Live view (seeing the image on the screen before you shoot) VS view finder
- All recent DSLR offer live view, so you don't need to aim with your eye against the camera. First of all it's plain stupid when it comes to framing. Second of all,
auto focus in live view are much much slower!
A great example of marketing made product : HX9V by Sony: X16 zoom, 16MP, on a sensor the size of a nail.
See the results (open full files!), here zoom at only ISO 400: sharpness is awful, but mostly no depth at all, and that rubbish melting pixel feel.
2/ Things you should look for
The lens
- if you are buying a SLR, put all the money in the lens. Period. All SLR can do pretty much the same, some are better, yes, but image quality is about the lens, and the sensor size. In line with what we said for the zoom, prefer a little zoom or prime lens, and privilege a actual camera manufacturers. No wonder why Fuji as a great lens on the
X100
. They do some really premium stuff for pros. I would expect good stuff also from Pentax, Nikon, Canon...well you know.

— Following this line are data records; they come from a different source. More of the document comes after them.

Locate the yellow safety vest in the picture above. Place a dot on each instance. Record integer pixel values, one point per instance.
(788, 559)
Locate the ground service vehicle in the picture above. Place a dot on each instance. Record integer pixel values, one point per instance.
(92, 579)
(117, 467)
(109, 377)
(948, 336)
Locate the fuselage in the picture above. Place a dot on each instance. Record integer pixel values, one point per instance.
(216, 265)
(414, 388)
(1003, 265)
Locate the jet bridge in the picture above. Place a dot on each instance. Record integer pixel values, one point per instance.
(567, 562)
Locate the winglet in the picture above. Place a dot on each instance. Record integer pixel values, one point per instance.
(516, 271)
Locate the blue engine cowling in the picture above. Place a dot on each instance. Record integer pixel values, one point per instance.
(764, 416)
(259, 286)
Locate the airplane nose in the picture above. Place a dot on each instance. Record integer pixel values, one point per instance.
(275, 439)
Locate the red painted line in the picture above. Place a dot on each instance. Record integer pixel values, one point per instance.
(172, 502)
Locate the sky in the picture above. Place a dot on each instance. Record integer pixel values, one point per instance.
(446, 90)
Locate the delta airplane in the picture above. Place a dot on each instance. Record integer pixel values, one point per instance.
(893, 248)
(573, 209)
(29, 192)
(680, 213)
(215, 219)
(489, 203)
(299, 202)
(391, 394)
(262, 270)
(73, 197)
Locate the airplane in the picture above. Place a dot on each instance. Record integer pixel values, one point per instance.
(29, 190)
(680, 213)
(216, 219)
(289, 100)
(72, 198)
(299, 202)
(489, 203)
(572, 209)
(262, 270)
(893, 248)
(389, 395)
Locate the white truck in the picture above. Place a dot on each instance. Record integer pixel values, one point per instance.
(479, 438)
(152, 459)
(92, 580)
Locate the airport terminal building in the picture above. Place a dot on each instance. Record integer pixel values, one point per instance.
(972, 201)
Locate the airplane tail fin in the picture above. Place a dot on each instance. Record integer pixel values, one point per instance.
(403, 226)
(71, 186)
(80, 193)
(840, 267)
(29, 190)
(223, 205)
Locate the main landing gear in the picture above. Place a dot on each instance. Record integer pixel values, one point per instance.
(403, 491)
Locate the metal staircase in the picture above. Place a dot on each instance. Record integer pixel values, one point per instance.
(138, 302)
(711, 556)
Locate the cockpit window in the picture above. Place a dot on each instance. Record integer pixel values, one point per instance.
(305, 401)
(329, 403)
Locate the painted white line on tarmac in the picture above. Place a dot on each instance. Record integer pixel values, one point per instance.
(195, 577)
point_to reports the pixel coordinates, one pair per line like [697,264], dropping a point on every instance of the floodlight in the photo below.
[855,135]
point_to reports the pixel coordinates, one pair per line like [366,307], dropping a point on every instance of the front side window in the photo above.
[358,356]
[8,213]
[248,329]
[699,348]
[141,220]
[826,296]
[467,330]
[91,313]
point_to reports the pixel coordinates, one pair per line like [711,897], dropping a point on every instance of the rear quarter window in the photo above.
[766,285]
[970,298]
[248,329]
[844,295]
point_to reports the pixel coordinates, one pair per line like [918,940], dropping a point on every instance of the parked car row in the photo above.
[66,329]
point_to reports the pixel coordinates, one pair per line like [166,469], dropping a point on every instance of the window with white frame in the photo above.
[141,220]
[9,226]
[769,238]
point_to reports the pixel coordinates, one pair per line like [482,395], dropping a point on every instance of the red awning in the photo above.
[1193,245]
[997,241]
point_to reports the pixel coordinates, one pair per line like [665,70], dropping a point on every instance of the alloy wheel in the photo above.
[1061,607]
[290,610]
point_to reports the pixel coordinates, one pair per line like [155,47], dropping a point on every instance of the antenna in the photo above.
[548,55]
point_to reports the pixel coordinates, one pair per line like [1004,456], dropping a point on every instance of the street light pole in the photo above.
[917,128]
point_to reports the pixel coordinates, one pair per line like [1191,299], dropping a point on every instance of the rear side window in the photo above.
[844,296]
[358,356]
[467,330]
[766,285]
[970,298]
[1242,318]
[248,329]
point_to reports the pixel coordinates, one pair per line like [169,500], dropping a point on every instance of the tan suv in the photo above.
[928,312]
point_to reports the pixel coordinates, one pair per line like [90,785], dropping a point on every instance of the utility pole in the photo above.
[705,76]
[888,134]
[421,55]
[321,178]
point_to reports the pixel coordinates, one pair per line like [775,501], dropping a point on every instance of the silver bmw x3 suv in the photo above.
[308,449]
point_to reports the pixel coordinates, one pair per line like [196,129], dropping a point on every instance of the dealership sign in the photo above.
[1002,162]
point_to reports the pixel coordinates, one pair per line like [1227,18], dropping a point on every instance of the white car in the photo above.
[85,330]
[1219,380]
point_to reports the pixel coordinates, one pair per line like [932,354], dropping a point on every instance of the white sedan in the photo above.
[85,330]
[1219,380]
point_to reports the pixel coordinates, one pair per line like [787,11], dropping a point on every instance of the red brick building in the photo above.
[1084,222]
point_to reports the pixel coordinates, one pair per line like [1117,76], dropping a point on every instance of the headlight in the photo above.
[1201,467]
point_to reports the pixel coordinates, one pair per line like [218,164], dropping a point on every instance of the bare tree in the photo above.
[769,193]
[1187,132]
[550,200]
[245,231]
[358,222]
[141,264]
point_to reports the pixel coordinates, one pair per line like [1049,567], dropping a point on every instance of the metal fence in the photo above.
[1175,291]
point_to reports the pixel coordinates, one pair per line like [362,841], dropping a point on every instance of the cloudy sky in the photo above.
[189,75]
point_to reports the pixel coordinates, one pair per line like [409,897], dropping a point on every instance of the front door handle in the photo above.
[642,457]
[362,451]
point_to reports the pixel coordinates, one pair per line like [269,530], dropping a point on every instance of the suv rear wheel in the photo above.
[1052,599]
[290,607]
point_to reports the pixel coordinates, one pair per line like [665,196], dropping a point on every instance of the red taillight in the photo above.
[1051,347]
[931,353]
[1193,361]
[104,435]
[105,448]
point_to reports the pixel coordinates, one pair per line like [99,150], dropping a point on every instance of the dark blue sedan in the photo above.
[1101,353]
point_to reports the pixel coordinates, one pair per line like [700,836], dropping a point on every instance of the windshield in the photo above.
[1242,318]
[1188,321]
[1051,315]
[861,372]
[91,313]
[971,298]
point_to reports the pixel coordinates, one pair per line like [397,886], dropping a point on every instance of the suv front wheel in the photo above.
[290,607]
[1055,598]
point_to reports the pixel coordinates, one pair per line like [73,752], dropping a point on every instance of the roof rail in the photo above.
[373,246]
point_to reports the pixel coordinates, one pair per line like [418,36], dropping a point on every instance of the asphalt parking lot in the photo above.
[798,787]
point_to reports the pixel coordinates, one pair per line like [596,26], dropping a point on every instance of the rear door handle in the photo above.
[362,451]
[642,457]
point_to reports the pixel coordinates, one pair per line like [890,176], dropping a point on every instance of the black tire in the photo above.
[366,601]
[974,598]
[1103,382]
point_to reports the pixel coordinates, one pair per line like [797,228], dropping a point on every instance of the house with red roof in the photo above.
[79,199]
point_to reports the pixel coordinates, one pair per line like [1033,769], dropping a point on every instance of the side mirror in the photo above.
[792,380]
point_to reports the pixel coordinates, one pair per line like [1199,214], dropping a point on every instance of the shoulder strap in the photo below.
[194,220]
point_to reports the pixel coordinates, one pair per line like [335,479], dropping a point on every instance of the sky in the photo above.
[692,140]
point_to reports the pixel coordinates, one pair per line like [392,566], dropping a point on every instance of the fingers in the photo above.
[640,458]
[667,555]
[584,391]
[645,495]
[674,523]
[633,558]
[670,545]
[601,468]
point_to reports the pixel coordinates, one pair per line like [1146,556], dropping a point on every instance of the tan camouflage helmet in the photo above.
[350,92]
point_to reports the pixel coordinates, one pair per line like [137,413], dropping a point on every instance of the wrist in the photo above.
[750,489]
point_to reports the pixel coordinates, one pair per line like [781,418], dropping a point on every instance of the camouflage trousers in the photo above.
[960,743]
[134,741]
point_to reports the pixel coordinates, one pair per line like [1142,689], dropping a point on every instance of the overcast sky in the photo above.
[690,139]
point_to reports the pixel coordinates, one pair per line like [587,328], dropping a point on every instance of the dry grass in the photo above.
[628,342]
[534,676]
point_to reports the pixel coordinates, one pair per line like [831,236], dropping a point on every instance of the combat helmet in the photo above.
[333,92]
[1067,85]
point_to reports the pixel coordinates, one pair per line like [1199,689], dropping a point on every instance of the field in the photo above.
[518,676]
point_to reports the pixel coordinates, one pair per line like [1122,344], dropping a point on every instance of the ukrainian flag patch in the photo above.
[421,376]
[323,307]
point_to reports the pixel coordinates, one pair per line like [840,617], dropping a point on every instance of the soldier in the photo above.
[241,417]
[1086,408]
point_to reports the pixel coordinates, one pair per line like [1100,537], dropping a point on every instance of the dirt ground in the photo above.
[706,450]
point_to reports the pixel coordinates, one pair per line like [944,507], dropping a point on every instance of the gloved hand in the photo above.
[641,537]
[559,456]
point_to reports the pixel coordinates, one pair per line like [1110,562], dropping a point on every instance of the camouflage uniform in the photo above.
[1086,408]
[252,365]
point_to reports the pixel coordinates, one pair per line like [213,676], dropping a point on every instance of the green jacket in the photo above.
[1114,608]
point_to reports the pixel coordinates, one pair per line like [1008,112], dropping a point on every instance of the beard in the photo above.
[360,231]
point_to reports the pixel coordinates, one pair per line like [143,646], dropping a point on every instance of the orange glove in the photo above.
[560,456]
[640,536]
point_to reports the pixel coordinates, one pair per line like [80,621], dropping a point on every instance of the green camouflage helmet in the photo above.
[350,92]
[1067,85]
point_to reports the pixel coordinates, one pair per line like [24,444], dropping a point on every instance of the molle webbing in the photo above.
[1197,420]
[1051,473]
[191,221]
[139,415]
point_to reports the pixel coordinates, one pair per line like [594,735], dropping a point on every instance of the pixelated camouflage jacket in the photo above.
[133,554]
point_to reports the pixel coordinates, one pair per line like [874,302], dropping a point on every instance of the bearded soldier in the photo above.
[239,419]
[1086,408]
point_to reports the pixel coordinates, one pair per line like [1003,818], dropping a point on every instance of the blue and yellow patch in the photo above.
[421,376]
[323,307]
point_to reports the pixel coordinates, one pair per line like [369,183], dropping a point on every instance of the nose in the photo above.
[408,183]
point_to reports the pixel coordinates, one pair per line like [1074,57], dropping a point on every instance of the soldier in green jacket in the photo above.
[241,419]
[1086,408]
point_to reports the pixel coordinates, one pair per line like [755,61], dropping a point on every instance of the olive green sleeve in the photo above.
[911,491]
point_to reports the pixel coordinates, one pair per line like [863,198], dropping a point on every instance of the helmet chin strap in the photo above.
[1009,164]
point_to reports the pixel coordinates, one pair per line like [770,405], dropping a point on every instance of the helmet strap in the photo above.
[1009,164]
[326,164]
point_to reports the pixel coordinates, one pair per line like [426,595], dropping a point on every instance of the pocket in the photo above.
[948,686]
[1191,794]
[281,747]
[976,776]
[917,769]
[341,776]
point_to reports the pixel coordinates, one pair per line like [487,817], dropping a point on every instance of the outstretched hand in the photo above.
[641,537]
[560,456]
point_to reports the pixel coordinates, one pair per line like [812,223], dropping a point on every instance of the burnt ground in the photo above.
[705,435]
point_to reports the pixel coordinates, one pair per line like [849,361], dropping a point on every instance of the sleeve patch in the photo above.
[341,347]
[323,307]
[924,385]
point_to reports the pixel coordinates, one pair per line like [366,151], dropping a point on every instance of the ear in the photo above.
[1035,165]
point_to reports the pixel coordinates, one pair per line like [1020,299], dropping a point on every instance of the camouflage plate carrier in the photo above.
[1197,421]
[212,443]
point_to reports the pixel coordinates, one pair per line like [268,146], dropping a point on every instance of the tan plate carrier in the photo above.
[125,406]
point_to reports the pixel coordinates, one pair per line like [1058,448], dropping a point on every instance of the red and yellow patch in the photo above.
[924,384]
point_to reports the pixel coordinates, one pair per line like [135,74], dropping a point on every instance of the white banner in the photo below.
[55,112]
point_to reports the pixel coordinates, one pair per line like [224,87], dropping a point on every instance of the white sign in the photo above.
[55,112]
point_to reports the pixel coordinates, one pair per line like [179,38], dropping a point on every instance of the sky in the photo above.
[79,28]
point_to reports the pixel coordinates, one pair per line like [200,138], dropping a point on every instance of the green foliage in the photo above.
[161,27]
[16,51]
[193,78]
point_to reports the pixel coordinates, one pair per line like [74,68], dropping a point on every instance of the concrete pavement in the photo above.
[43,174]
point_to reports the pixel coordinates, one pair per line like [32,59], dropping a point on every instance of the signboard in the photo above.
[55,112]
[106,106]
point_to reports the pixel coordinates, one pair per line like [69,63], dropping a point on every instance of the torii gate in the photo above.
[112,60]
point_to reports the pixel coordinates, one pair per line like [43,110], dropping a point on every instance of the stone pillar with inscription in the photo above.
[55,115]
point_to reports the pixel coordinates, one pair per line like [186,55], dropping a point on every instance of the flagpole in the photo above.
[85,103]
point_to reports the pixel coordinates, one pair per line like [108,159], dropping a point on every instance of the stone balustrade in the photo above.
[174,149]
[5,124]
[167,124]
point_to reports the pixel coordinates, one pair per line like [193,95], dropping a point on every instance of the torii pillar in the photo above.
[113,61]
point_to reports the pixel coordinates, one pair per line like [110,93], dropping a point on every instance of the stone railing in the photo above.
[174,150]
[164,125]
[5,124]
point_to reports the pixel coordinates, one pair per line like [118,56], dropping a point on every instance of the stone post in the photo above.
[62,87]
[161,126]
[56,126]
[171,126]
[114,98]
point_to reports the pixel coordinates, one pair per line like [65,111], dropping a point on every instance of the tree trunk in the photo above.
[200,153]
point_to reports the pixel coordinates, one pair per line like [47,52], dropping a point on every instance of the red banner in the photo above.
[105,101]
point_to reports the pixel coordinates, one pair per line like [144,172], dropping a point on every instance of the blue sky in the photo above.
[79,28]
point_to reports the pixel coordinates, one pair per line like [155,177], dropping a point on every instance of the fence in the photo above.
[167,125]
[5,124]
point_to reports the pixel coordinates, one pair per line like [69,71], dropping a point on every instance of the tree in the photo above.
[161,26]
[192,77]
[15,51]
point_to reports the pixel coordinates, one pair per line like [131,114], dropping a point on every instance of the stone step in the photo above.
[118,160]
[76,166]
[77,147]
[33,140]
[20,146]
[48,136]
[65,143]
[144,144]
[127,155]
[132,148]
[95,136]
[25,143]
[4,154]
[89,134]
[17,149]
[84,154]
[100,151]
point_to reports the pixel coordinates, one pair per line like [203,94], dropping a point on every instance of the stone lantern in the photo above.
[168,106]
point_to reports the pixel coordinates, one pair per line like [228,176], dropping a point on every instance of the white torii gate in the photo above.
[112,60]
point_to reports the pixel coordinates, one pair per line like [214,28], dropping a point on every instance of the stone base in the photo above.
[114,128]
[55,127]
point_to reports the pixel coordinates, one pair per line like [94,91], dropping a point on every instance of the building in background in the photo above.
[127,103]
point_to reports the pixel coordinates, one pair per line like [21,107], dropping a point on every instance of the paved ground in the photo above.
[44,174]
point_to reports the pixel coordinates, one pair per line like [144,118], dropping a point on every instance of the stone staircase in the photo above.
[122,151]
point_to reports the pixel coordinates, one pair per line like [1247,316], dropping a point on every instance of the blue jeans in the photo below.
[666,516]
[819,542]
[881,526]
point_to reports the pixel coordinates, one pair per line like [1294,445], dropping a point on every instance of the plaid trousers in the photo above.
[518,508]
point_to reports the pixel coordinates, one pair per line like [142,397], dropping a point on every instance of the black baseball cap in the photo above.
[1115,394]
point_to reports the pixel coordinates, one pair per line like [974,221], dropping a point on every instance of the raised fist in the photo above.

Maximum aperture (the "F" numbers) of the lens
- You already know small zoom range or prime lenses are to be preferred. You should also look for lenses with large aperture, that is to say small "F" numbers, F2.8 and below. On zoom lenses, you can hardly reach F2.8, but try to get a lens with a fixed F number, instead of the F4.5-5.6 kind of lenses.
Sensor Size
- the equally most importing thing with the lens: one rule,
the bigger the better. I would buy anything that is less than 25x17mm (Fuji X100, most SLR, some rare compacts)
Screen that moves at the back (for movies only)
- You would expect me saying it's worthless, but actually
if you shoot videos it's rather essential. Imagine shooting from strange angles otherwise. No can do.
Now a Fuji X100 picture: see the depth, the blur, the sharpness, this is at ISO 400 too for comparison. Yes it cost 3 times the price, but photography is like having a passion for sports cars, it's not cheap.